Son livre apporte un éclairage inédit sur les difficultés de toute sorte auquel le patron du LEEM se retrouve confronté, y compris parmi ses pairs. Il décrit en particulier les réticences de l’organisation professionnelle européenne, l’EFPIA, qui redoutait que cette affaire déborde les frontières hexagonales et contamine les autorités de pays voisins. Face à la tempête politico-médiatique, le LEEM choisit de jouer la transparence, écrit Christian Lajoux. « C’était sans compter sur la frilosité ambiante. » Il égratigne également les directions internationales : « les esprits de nombre de dirigeants d’entreprises sont encore trop déconnectés de la vie réelle et de la société telle qu’elle s’exprime. » Leur position pouvant se résumer par « pour vivre heureux, vivons cachés ».

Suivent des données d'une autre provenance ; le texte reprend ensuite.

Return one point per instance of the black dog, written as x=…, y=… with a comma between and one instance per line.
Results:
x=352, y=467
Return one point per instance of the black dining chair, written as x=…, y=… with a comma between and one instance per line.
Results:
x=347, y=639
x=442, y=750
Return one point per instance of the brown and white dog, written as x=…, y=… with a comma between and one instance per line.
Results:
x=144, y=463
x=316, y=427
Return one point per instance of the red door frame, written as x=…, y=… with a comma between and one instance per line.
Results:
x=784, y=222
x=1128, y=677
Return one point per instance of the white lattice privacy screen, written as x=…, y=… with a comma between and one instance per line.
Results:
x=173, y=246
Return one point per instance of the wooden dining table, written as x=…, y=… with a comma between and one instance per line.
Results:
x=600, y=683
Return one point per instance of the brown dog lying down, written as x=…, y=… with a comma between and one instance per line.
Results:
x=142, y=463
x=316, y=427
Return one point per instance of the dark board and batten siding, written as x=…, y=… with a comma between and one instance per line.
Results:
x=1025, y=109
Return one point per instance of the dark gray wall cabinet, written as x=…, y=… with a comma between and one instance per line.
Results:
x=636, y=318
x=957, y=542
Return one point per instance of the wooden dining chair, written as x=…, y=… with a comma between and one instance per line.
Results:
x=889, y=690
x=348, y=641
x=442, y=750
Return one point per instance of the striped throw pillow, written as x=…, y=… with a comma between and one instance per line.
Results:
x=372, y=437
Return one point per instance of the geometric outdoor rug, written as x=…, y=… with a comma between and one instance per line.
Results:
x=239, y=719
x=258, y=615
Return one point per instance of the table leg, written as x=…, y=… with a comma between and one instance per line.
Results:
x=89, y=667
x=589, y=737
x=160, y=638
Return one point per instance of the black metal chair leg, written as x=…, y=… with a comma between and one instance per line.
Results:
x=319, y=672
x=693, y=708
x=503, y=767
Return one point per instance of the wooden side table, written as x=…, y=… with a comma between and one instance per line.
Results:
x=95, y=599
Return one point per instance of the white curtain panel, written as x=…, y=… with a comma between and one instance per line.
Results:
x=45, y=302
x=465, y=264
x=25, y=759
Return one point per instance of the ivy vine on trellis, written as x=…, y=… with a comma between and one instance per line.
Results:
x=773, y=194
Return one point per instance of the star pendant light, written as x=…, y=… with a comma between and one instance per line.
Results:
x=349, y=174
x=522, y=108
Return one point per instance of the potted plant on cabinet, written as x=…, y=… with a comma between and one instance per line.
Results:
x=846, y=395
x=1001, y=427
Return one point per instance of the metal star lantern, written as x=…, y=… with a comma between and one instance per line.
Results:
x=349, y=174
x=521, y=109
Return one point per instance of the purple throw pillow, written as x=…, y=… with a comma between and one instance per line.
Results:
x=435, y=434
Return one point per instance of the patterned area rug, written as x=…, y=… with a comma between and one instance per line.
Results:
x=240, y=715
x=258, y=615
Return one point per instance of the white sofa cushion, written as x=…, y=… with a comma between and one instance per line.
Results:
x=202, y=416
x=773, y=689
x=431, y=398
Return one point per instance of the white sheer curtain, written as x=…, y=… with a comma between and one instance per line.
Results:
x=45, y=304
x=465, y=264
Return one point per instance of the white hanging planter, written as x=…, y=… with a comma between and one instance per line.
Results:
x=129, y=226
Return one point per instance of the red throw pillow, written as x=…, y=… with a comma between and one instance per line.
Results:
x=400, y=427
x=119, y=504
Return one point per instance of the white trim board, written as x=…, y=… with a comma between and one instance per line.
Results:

Pourtant, il y avait urgence à se faire entendre. « Osons le dire : l’industrie pharmaceutique était devenue tricarde et il n’y avait plus personne pour témoigner de la réalité de notre action. » Il participe lui-même à de nombreuses émissions de radio et de télévision. Peine perdue, « la démagogie et le raccourci intellectuel l’ont emporté sur la raison, et se sont attachés à vouloir corriger une situation du passé ». Car, selon lui, cette malheureuse affaire renvoi vingt ans en arrière, à une époque et à des pratiques qu’il estime aujourd’hui révolues. Durant toute la crise, Christian Lajoux n’a qu’une obsession : maintenir l’unité du LEEM et le dialogue avec les autorités de l’État. Mais, au-delà de la réflexion d’un industriel face à une crise sanitaire inédite, son témoignage est aussi celui d’un humaniste, qui n’hésite pas à se remettre en question et à consulter des intellectuels, des philosophes et des sociologues.
Appel au dialogue.
La confiance des malades envers le médicament a-t-elle été entamée par ce scandale ? Christian Lajoux se montre à cet égard optimiste. « Les battages médiatiques des années 2011 et 2012 n’ont entamé qu’à la marge ce rapport étroit de confiance, écrit-il, parce que les faits et l’efficacité tangible et mesurable de ces produits de santé s’imposaient au quotidien, parce que les médecins et les pharmaciens bénéficient d’un fort crédit de confiance au sein de la population. »
Mais cet ouvrage ne se résume pas à l’affaire du Mediator et à ses conséquences. Il aborde résolument l’avenir. Il décrit la fin d’un cycle et l’émergence d’un nouveau modèle économique. Il explique comment « contrairement à tous les clichés, l’immense majorité des économies réalisées sur les soins de ville est le fait du médicament, qui s’est substitué, dans le coût global des soins, à des techniques plus onéreuses et plus invasives ». Et de conclure sur un vibrant plaidoyer pour le dialogue et la concertation. « Nous ne sommes pas des acteurs de seconde zone », souligne-t-il, appelant de ses vœux une alliance avec l’État, la communauté scientifique et les acteurs du système de santé.
Il y a malheureusement peu de chance pour que ce livre rencontre le même succès que le fameux Guide des médicaments, cité plus haut, et publié, ironie de l’histoire, chez le même éditeur. Mais tous ceux qui préfèrent la réflexion à la démagogie apprécieront le message de ce grand patron qui, après avoir passé six ans à la tête du LEEM, s’apprête à passer le relais à son successeur.